Assuming you have trained over the complete dataset for at least 10 epochs, the plot above should intuitive results where words with embeddings of the same color are indeed semantically related (e.g., the region/cluster containing the words *"music"*, *"tune"*, *"soundtrack"*, etc.). In general, the longer the training, the better the results, but even a few epochs should suffice here to get meaningful word embeddings.

---

## Summary

CBOW (Continuous Bag-of-Words) is a popular word embedding technique used in NLP. It belongs to the family of shallow neural network models and is used to represent words as dense vectors in a continuous vector space. CBOW aims to predict a target word based on the context words surrounding it. In CBOW, the training process involves creating a sliding window over a text corpus. The window size determines the number of context words considered. The model takes the context words as input and predicts the target word.
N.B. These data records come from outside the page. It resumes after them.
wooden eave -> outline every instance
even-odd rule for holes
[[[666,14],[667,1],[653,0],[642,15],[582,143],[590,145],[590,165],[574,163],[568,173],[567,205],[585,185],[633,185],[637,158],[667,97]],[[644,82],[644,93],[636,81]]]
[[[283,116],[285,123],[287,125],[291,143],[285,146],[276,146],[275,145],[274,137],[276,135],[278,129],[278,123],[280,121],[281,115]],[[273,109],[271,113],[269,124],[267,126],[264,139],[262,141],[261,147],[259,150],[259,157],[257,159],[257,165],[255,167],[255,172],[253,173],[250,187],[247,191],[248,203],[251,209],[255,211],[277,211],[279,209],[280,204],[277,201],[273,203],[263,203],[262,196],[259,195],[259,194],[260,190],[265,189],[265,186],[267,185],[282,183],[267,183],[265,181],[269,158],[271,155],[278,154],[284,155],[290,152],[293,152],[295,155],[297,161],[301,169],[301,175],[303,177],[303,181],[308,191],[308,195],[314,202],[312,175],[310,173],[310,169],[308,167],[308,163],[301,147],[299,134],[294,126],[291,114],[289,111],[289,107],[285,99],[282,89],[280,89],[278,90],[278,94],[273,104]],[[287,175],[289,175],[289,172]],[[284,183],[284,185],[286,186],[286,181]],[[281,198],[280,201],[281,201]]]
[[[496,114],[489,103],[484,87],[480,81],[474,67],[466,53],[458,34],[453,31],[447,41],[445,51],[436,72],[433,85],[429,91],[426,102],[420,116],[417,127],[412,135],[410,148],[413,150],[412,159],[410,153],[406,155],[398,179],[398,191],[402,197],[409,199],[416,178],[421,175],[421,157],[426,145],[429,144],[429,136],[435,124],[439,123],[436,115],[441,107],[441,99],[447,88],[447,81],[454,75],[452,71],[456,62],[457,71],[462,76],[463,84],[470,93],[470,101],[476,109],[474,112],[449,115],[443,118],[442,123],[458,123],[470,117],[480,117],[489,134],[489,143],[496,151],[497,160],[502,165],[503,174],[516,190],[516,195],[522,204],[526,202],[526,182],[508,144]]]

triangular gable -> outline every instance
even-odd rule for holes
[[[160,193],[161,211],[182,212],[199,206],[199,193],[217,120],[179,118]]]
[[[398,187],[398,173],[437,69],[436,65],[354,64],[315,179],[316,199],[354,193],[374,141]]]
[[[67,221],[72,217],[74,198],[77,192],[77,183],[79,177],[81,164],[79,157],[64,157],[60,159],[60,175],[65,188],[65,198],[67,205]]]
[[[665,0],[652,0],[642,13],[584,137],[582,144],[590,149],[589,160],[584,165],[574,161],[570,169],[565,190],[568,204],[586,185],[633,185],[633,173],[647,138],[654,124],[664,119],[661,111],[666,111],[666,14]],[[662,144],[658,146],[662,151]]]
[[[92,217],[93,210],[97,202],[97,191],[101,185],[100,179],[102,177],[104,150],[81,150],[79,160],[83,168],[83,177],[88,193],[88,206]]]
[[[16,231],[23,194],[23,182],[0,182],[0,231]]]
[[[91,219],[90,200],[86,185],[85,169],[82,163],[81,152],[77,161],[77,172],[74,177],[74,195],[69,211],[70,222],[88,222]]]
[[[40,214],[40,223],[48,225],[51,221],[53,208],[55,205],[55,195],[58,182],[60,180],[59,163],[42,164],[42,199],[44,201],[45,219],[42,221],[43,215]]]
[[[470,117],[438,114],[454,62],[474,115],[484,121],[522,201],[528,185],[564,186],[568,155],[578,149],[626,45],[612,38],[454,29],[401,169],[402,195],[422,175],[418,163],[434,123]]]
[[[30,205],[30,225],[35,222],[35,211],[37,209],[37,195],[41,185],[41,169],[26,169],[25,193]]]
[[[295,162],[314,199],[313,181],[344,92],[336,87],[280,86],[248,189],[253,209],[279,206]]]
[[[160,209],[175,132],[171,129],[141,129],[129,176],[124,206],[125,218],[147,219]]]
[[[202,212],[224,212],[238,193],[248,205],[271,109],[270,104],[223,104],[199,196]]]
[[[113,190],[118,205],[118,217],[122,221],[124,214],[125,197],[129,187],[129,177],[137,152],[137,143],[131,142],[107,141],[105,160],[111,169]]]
This prediction is based on the learned word embeddings and the weights of the neural network. The objective of CBOW is to maximize the probability of predicting the correct target word given the context words.

During training, CBOW constructs a hidden layer that represents the aggregated information from the context words. This hidden layer acts as a continuous vector representation of the context. The word embeddings are learned by updating the weights of the neural network using backpropagation and gradient descent. CBOW has several advantages. It is computationally efficient compared to other word embedding techniques like Skip-gram, which considers each word as a target word and predicts the context words. CBOW is also known to work well for frequent words and is faster to train due to its simpler architecture. However, it may struggle with rare words or words with multiple meanings, as it does not capture the individual characteristics of each word.

In summary, CBOW is a shallow neural network model used for creating word embeddings. It predicts a target word based on the context words, learns dense vector representations for words, and aims to maximize the probability of correct predictions. CBOW is computationally efficient, works well for frequent words, but may not capture the nuances of rare or polysemous words. And after completing this notebook, you now know how to train word embeddings using CBOW yourself.